I am aware of this and this definately is good news. 
	

	
	
		
		

		
			




Hopefully this will become a permanent fixture and eventually
our prescription drug prices will get under control.


----------



## Kacey (Nov 7, 2006)

It also helps to check with your insurance company; mine is now doing mail-order for non-emergency prescriptions, and my prescription (which is on the $4/month list) is $10 for 3 months.


----------



## Bob Hubbard (Nov 7, 2006)

YAY!!!!!!!!

My "candy" bill just got affordable. Everythings on the list!


----------



## ArmorOfGod (Nov 7, 2006)

If anyone wants the pdf file of that drug list, click here:
http://www.dallasnews.com/sharedcontent/dws/img/10-06/druglist.pdf

Otherwise, use the link in the top post.

AoG


----------



## Ping898 (Nov 8, 2006)

*sigh*...sadly none of mine are on the list and there is nothing I can switch to for them that is...


----------



## mrhnau (Nov 8, 2006)

Ping898 said:


> *sigh*...sadly none of mine are on the list and there is nothing I can switch to for them that is...

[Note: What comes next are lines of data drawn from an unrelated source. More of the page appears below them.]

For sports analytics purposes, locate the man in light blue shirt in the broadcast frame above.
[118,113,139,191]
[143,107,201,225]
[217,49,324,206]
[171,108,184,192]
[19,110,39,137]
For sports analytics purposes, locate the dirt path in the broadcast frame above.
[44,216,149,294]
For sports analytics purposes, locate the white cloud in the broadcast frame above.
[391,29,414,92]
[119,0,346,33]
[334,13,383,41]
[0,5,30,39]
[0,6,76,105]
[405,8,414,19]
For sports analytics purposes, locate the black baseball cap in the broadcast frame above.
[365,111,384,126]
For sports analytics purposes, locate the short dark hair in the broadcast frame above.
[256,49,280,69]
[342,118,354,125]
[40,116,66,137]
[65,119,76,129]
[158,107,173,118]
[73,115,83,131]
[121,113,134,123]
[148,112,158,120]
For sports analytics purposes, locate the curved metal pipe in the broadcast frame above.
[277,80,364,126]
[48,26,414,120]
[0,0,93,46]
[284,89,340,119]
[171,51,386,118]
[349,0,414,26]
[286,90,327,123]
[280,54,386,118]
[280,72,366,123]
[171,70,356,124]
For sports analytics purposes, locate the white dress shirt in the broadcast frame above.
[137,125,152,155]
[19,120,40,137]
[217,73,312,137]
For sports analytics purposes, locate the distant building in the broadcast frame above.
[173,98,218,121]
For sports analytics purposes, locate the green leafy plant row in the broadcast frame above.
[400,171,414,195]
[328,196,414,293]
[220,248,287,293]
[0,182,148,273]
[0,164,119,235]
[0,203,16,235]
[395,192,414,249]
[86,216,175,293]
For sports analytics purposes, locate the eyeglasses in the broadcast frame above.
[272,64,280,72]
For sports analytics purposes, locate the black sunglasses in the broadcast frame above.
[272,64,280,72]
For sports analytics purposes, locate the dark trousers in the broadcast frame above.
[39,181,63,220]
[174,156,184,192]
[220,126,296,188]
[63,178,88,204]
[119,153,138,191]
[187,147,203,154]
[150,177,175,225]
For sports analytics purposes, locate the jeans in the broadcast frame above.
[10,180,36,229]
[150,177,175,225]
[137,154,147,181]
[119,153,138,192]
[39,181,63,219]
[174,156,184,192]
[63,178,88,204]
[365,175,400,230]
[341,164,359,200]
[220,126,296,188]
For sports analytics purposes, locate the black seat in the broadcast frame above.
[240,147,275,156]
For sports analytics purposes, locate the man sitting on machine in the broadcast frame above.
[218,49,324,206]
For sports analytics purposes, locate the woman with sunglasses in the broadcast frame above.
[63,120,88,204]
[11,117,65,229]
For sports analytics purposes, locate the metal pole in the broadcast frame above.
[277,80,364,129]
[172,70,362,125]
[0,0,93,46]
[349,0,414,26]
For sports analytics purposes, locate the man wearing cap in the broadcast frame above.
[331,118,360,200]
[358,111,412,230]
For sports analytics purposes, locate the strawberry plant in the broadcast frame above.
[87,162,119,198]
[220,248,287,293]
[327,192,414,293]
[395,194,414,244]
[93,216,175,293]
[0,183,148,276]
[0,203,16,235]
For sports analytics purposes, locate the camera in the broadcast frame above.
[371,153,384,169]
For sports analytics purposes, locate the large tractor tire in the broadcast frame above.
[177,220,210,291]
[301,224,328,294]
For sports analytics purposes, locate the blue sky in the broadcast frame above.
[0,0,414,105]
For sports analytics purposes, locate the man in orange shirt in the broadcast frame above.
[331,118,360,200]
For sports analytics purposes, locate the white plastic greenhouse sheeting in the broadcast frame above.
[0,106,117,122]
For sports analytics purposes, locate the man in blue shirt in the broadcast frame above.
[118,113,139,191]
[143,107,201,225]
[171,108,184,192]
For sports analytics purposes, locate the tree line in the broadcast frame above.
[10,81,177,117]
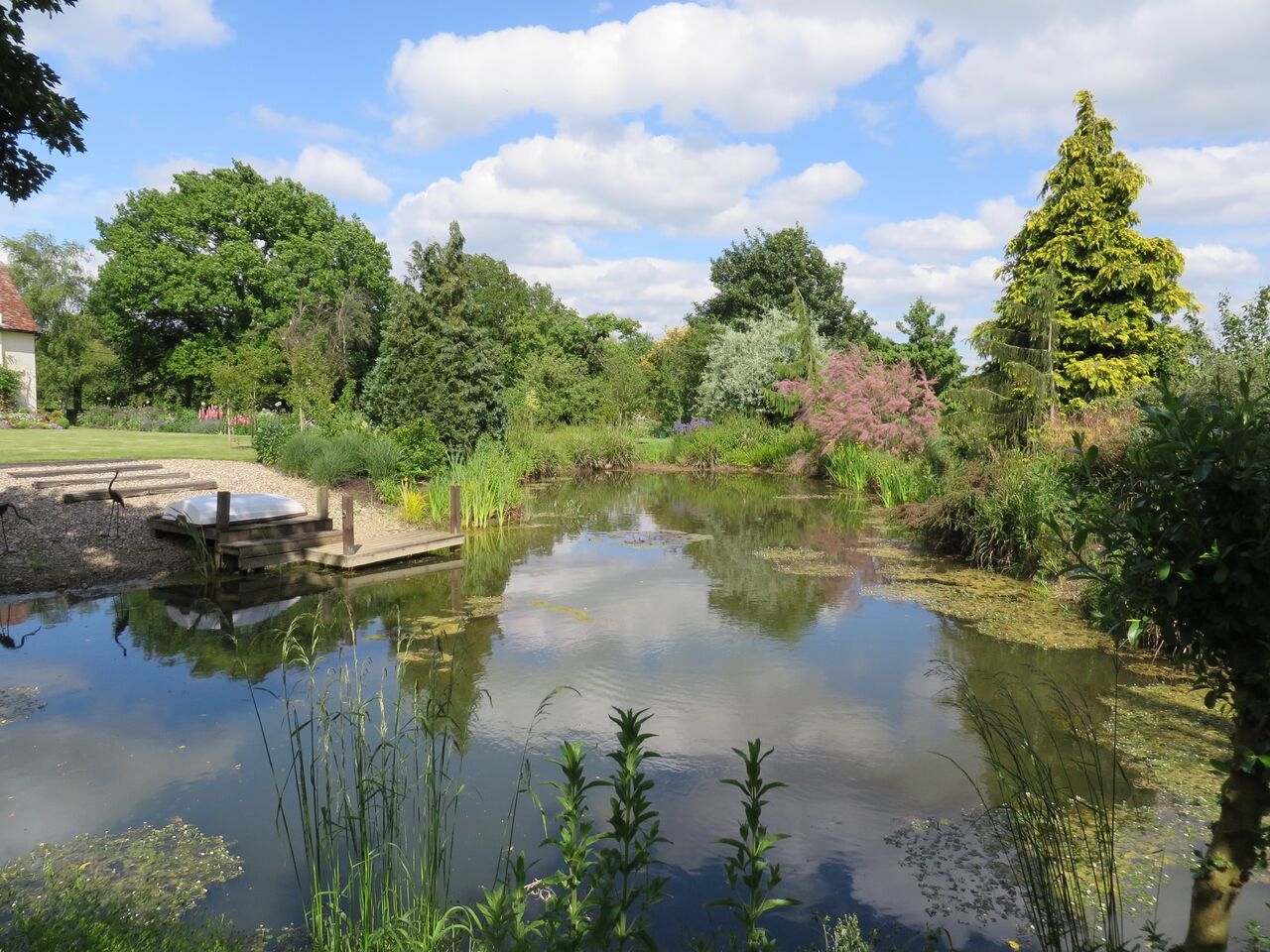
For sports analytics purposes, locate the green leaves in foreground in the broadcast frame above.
[707,738,798,952]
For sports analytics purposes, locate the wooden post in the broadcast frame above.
[212,489,230,570]
[340,493,357,554]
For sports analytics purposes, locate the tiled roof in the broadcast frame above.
[0,264,40,334]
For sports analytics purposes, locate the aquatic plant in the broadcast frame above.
[427,440,525,528]
[707,738,798,952]
[825,440,872,493]
[269,630,472,949]
[939,665,1128,952]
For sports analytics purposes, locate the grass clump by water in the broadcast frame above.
[941,665,1129,952]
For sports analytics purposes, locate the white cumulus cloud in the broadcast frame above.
[865,196,1028,260]
[290,146,393,204]
[390,3,915,146]
[918,0,1270,141]
[23,0,231,73]
[1133,142,1270,225]
[1181,244,1261,281]
[390,123,863,266]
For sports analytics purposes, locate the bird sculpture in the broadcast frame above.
[0,503,31,552]
[0,625,41,652]
[101,470,123,536]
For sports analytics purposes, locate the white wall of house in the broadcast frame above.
[0,330,36,412]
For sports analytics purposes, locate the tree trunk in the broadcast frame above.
[1181,710,1270,952]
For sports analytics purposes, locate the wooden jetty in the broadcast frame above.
[146,486,463,571]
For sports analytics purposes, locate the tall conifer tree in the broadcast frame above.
[975,90,1195,405]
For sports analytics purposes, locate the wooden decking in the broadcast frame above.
[146,489,463,571]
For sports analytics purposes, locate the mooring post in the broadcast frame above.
[340,493,357,554]
[449,567,463,615]
[212,489,230,568]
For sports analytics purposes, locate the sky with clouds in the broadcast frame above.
[0,0,1270,347]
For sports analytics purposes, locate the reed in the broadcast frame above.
[825,443,872,494]
[274,629,462,952]
[427,443,525,528]
[940,665,1128,952]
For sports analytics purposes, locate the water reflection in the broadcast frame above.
[0,475,1137,944]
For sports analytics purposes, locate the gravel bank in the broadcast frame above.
[0,459,410,597]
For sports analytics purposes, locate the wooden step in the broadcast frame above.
[63,480,216,503]
[31,466,190,490]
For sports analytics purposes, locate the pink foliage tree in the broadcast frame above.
[776,346,940,454]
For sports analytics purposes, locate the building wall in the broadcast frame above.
[0,330,36,412]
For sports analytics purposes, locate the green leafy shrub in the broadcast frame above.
[389,416,449,480]
[507,427,569,480]
[0,363,23,410]
[251,413,300,466]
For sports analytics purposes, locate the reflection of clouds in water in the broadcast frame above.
[0,704,253,862]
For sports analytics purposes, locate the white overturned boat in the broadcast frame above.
[163,493,305,526]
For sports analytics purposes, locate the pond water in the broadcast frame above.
[0,475,1153,947]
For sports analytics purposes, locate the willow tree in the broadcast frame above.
[985,90,1195,405]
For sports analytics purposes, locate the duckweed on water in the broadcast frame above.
[0,684,45,727]
[866,538,1111,652]
[0,817,242,917]
[754,548,856,577]
[530,598,595,622]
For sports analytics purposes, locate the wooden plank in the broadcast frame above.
[63,480,216,503]
[146,514,332,542]
[31,466,190,489]
[221,530,341,558]
[305,532,463,568]
[5,456,137,476]
[8,463,163,480]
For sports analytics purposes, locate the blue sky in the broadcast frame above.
[0,0,1270,350]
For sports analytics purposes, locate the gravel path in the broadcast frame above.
[0,459,410,597]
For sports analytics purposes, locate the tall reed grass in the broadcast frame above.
[274,629,461,952]
[941,665,1129,952]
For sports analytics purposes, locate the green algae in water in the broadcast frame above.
[866,539,1111,652]
[0,684,45,727]
[463,595,507,618]
[754,548,856,577]
[0,817,242,917]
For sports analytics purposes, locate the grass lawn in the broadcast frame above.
[0,426,255,466]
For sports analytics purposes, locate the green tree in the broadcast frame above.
[895,298,965,396]
[363,222,507,448]
[695,309,826,418]
[0,0,87,202]
[992,91,1195,405]
[958,268,1060,439]
[1074,375,1270,952]
[640,325,715,425]
[689,225,877,345]
[0,231,115,422]
[90,163,394,405]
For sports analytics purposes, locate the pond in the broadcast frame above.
[0,475,1213,947]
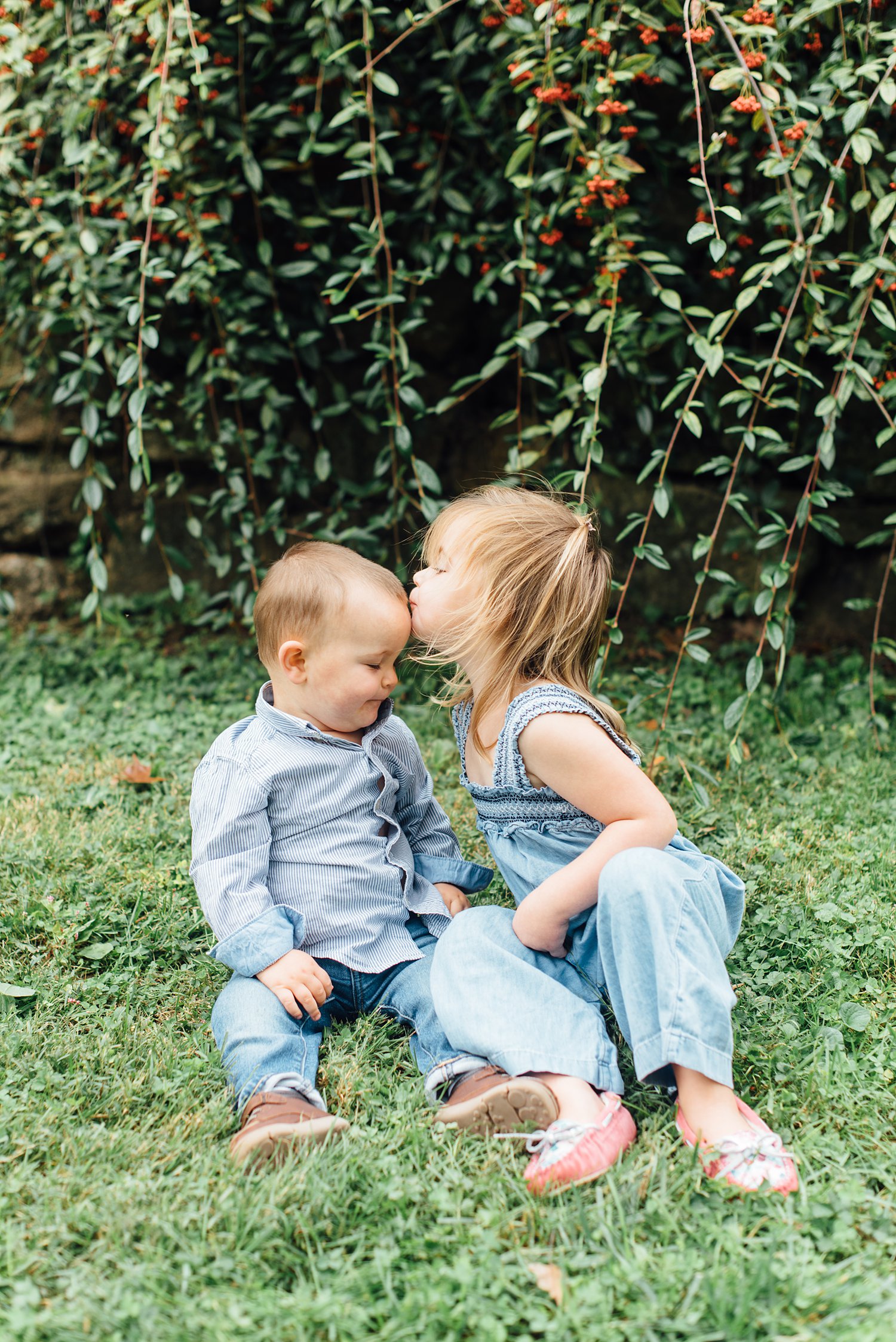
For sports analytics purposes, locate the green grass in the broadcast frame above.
[0,631,896,1342]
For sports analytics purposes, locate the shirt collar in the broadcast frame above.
[255,680,393,746]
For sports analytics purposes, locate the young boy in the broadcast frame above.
[191,541,557,1162]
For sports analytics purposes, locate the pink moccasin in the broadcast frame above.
[523,1091,637,1193]
[674,1097,799,1197]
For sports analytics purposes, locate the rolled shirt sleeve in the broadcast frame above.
[189,756,303,977]
[395,723,493,892]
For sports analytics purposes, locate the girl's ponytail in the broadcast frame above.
[422,486,628,745]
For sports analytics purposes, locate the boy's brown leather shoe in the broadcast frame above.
[433,1064,559,1137]
[231,1091,349,1165]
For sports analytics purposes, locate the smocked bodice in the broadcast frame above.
[452,684,641,833]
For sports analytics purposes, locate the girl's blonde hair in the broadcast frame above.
[422,484,628,749]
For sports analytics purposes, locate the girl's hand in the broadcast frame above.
[514,892,569,960]
[435,880,470,918]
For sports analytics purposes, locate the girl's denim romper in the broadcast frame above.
[432,684,743,1092]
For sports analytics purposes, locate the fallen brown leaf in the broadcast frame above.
[529,1263,563,1304]
[118,756,165,784]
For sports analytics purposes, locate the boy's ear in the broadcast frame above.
[277,639,307,684]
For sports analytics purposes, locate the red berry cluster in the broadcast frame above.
[582,28,613,56]
[741,4,775,28]
[535,79,575,102]
[597,98,629,116]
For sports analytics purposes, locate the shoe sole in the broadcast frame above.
[435,1077,558,1137]
[231,1115,349,1166]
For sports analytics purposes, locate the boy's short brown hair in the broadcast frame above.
[253,541,408,671]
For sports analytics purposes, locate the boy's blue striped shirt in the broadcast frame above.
[191,681,492,976]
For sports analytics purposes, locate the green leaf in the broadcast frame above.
[734,284,760,313]
[843,98,868,136]
[710,66,743,93]
[370,70,400,98]
[81,401,99,439]
[413,456,441,494]
[682,411,703,438]
[870,191,896,229]
[870,298,896,331]
[746,655,763,694]
[840,1003,870,1033]
[78,941,115,960]
[115,354,140,386]
[688,220,715,243]
[582,368,606,400]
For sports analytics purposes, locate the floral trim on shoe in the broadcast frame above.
[674,1097,799,1197]
[523,1091,637,1193]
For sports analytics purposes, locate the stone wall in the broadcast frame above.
[0,373,896,648]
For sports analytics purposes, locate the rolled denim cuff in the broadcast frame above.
[413,852,495,894]
[424,1054,488,1107]
[209,904,305,978]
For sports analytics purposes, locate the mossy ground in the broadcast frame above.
[0,629,896,1342]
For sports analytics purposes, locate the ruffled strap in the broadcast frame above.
[495,684,641,788]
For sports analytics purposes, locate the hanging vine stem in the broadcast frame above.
[597,252,788,671]
[578,271,619,505]
[358,0,460,75]
[683,0,722,239]
[517,131,538,466]
[731,256,886,741]
[708,4,805,243]
[362,10,405,564]
[648,256,809,769]
[130,5,174,484]
[611,44,896,746]
[868,527,896,750]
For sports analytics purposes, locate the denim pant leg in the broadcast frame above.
[365,918,486,1103]
[212,974,330,1111]
[570,846,743,1086]
[432,906,622,1094]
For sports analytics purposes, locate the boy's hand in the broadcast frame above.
[435,880,470,918]
[255,950,333,1020]
[514,892,569,960]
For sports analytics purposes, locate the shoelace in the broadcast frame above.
[492,1091,622,1156]
[703,1132,794,1174]
[526,1118,606,1156]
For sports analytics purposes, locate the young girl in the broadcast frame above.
[410,486,797,1194]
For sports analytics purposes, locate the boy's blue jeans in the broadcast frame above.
[432,836,743,1094]
[212,917,486,1110]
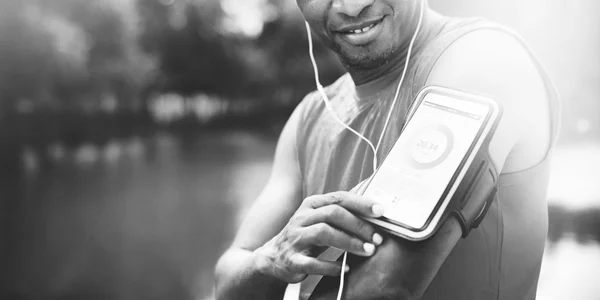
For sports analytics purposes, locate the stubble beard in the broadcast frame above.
[331,44,396,71]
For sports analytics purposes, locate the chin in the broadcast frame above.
[338,49,394,70]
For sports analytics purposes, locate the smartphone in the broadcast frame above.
[363,87,501,240]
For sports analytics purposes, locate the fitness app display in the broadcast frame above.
[365,93,490,229]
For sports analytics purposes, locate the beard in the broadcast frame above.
[331,40,396,70]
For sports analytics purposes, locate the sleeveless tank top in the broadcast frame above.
[297,19,560,300]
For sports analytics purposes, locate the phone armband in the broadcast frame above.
[357,87,502,241]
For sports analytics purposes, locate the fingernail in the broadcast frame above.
[373,233,383,246]
[363,243,375,255]
[371,204,385,217]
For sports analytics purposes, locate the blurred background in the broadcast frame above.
[0,0,600,300]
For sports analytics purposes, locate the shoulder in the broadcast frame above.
[296,73,354,122]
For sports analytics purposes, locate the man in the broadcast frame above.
[216,0,558,299]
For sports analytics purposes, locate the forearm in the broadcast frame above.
[215,249,286,300]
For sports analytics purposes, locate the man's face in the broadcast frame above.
[296,0,425,70]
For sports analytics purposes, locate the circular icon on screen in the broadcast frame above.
[408,125,454,169]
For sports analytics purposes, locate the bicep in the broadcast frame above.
[233,104,302,250]
[427,30,545,172]
[314,32,539,299]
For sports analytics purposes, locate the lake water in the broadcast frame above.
[0,132,600,300]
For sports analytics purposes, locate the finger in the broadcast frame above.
[305,205,382,245]
[303,192,384,218]
[293,254,342,276]
[300,223,375,256]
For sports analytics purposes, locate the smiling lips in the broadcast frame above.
[337,19,383,46]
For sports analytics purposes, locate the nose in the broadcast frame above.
[331,0,375,17]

Me either... then again, I'm not taking any


----------



## ArmorOfGod (Jan 15, 2007)

http://www.chron.com/disp/story.mpl/business/4273106.html

The links that I listed before are now dead.  That one works.

AoG


----------



## shesulsa (Jan 16, 2007)

OH MY FREAKIN' SWEET LORD!!!!

HALF of my mom's meds are on there!!  That would cut her bill by ... around 200 dollars per month!!!

I gotta say, I'm also VERY VERY VERY happy to see some antibiotics, antipsychotics, antidepressants and allergy/asthma meds on that list - especially albuterol!!!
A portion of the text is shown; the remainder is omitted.